CHARLIE STEEL
Dir. Bevis Parsons, 1984
80 mins.
In Afrikaner English with English subtitles.
SATURDAY, FEBRUARY 2 – MIDNIGHT
THURSDAY, FEBRUARY 7 – 10 PM
WEDNESDAY, FEBRUARY 20 – 10 PM
Building on the momentum of JOE BULLET, Bevis Parsons’ CHARLIE STEEL plays like a page-turner in the spirit of E.M. Crumley or Charles Willeford, staring Sol Rachilo as a down-but-never-out private dick named CHARLIE STEEL. When the daughter of Charlie’s friend Dlamini is kidnapped by small-time hoods working under a mobster named Sonny, Charlie must infiltrate their inner circle in a daring attempt to bust her out – leading to a nailbiting showdown-cum-road trip in the forest outside Sonny’s headquarters. CHARLIE STEEL’s best moments are triumphs of no-frills, on-the-fly genre filmmaking.

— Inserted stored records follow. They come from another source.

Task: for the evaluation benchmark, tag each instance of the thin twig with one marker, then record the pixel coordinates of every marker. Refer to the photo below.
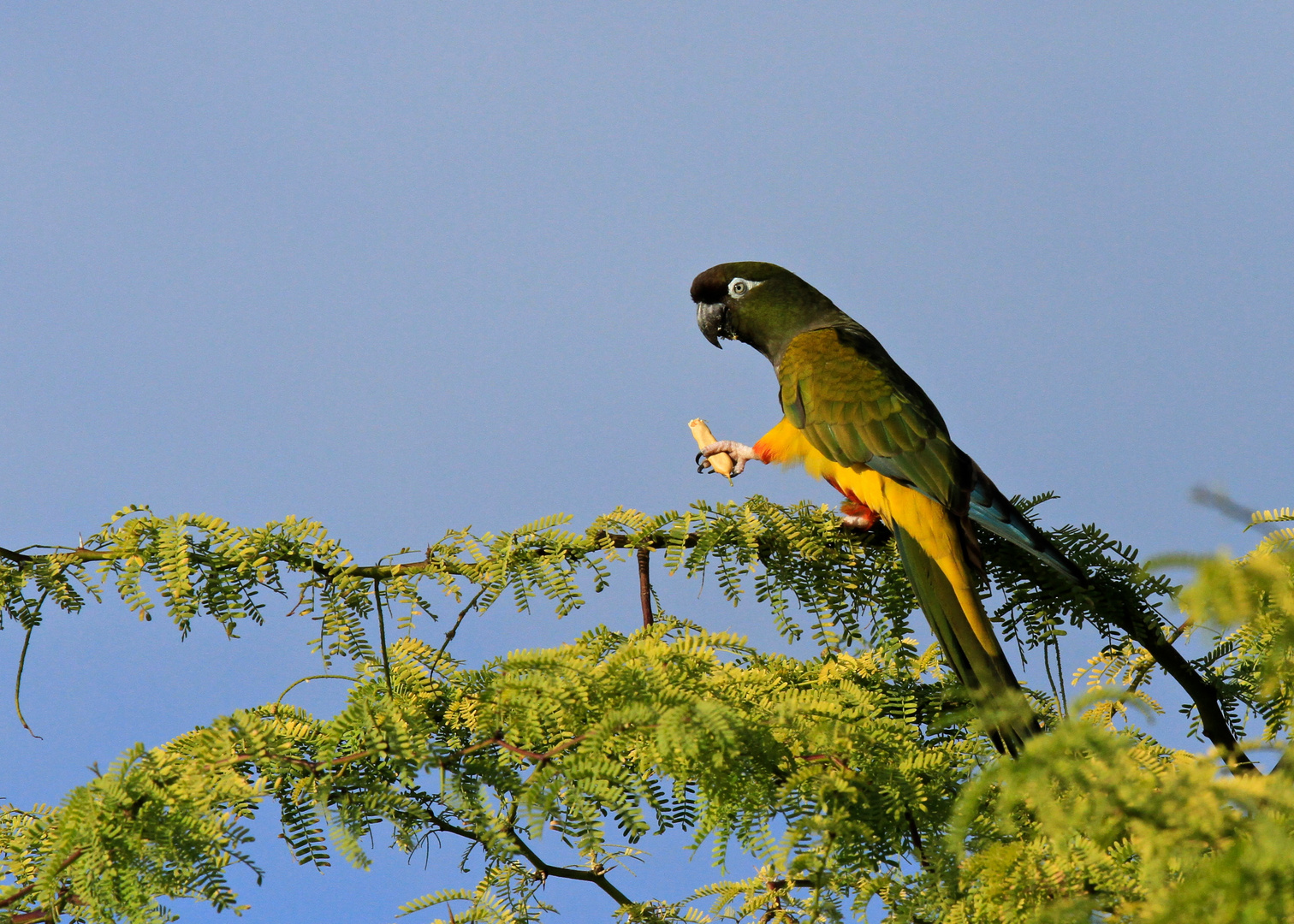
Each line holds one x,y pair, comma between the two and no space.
453,629
315,677
17,684
382,633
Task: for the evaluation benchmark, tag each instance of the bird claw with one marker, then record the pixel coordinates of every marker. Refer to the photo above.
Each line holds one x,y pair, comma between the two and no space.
738,452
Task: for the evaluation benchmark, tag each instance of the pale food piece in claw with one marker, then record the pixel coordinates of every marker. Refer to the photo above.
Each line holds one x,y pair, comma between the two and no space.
720,462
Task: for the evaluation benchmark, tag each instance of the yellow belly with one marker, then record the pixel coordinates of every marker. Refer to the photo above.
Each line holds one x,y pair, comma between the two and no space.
927,520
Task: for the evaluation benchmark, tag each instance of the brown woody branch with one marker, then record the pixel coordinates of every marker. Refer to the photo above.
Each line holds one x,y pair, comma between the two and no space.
27,889
543,868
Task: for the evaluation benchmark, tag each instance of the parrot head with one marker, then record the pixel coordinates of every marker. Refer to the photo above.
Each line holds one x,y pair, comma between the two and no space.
761,305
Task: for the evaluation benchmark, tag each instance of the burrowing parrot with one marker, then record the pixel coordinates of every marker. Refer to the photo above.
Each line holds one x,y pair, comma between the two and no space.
857,419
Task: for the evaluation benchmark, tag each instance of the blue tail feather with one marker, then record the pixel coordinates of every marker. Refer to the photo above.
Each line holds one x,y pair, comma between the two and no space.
990,509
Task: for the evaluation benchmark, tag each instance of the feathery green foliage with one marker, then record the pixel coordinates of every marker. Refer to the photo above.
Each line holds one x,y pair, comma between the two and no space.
846,779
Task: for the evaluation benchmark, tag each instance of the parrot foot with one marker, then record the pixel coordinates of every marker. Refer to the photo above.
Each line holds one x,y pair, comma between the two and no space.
858,515
739,452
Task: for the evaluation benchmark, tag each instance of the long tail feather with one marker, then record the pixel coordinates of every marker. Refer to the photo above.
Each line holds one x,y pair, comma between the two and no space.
981,666
990,509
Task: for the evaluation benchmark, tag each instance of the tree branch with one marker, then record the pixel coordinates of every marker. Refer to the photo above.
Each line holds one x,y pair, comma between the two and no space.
598,879
644,583
27,889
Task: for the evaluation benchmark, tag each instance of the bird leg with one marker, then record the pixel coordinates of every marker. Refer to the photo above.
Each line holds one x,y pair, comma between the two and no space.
858,515
739,452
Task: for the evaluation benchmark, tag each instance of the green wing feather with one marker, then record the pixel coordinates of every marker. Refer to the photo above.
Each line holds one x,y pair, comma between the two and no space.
858,408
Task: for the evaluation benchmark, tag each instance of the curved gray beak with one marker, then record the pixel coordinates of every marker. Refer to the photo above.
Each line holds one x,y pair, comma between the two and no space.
710,320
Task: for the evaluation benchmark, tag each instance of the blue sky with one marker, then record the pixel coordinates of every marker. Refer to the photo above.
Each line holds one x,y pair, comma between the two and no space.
408,267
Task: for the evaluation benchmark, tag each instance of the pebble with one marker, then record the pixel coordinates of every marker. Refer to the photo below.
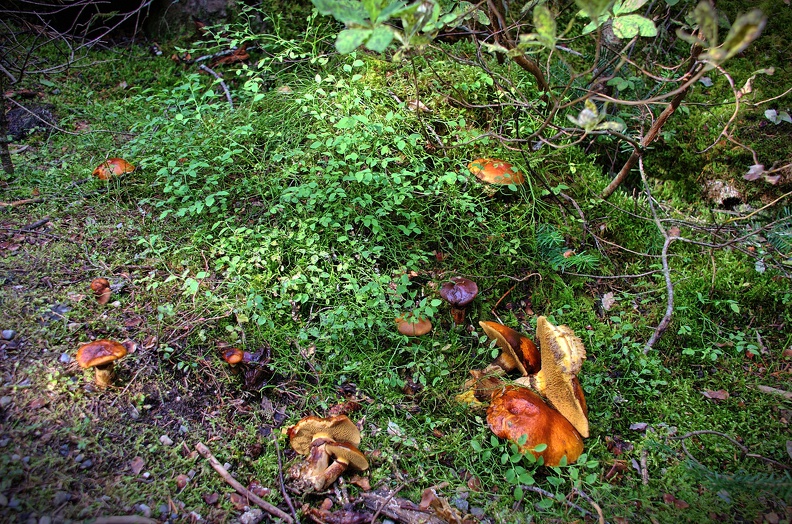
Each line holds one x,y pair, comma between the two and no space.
60,498
145,510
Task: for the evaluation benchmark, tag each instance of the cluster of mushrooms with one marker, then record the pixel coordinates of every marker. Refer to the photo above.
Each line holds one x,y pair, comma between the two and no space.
547,375
101,354
330,446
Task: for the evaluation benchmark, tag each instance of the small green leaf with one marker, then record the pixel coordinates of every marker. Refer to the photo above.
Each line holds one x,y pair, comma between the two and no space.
380,39
350,39
545,24
629,26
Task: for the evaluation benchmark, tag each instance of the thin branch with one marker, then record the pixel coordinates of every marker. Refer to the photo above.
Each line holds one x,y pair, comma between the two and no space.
242,490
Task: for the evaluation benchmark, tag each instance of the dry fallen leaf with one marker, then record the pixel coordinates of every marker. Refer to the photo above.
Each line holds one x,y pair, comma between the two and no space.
136,465
720,394
608,301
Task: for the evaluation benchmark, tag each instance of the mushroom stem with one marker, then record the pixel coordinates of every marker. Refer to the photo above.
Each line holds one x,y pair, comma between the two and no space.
332,473
104,375
458,314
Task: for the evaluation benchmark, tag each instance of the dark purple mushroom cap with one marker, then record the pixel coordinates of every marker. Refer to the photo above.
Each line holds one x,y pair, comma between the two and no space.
459,292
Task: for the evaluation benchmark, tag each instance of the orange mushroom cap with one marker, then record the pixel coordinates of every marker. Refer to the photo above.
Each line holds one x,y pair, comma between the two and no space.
413,327
516,411
112,167
496,172
99,353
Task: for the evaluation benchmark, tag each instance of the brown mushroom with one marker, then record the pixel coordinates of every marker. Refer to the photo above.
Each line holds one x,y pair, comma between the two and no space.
101,354
562,355
337,429
496,172
517,351
413,326
101,289
346,457
516,411
459,292
112,167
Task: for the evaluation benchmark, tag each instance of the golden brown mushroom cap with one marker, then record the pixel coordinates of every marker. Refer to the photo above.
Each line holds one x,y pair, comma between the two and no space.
562,357
337,429
516,411
518,351
495,172
99,353
348,454
112,167
412,327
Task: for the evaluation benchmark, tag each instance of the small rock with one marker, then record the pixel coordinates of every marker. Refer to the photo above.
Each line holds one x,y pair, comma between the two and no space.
145,510
461,504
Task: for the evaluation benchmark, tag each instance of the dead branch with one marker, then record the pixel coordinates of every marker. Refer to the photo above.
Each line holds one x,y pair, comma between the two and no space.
21,202
775,391
668,238
219,78
280,479
231,481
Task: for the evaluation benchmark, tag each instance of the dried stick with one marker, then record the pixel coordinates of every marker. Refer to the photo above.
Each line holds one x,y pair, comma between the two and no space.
222,83
280,478
666,321
231,481
22,202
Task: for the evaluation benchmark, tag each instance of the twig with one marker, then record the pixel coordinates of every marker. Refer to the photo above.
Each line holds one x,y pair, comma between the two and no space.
593,504
644,469
744,449
666,321
280,478
219,78
22,202
35,225
125,519
231,481
775,391
560,499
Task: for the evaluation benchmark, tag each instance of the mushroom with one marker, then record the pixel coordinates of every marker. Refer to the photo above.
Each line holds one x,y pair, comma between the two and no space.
102,355
346,456
516,411
101,289
517,351
562,355
496,172
311,436
112,167
459,292
413,326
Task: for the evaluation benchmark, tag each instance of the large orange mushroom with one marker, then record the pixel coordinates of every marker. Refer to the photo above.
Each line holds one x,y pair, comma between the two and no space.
496,172
517,411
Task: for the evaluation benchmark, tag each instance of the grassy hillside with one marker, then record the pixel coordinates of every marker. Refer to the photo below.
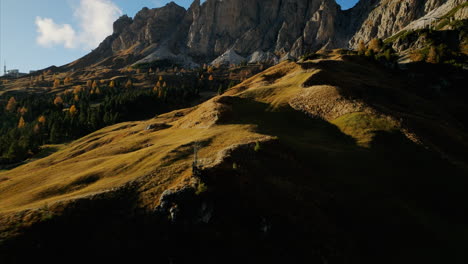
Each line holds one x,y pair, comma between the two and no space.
338,155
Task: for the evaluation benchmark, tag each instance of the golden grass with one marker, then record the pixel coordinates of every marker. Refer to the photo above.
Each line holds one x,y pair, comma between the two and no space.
268,104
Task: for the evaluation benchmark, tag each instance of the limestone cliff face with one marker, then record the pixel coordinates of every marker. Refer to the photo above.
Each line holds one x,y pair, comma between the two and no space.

Despite some rough-hewn line deliveries and Parsons’ near-claustrophobic reliance on a handful of locations, the film plays it straight – climaxing in shocking acts of violence (ala JOE BULLET & BULLET ON THE RUN), AND buoyed by an unforgettable psych-rock soundtrack that screams out for a vinyl rerelease.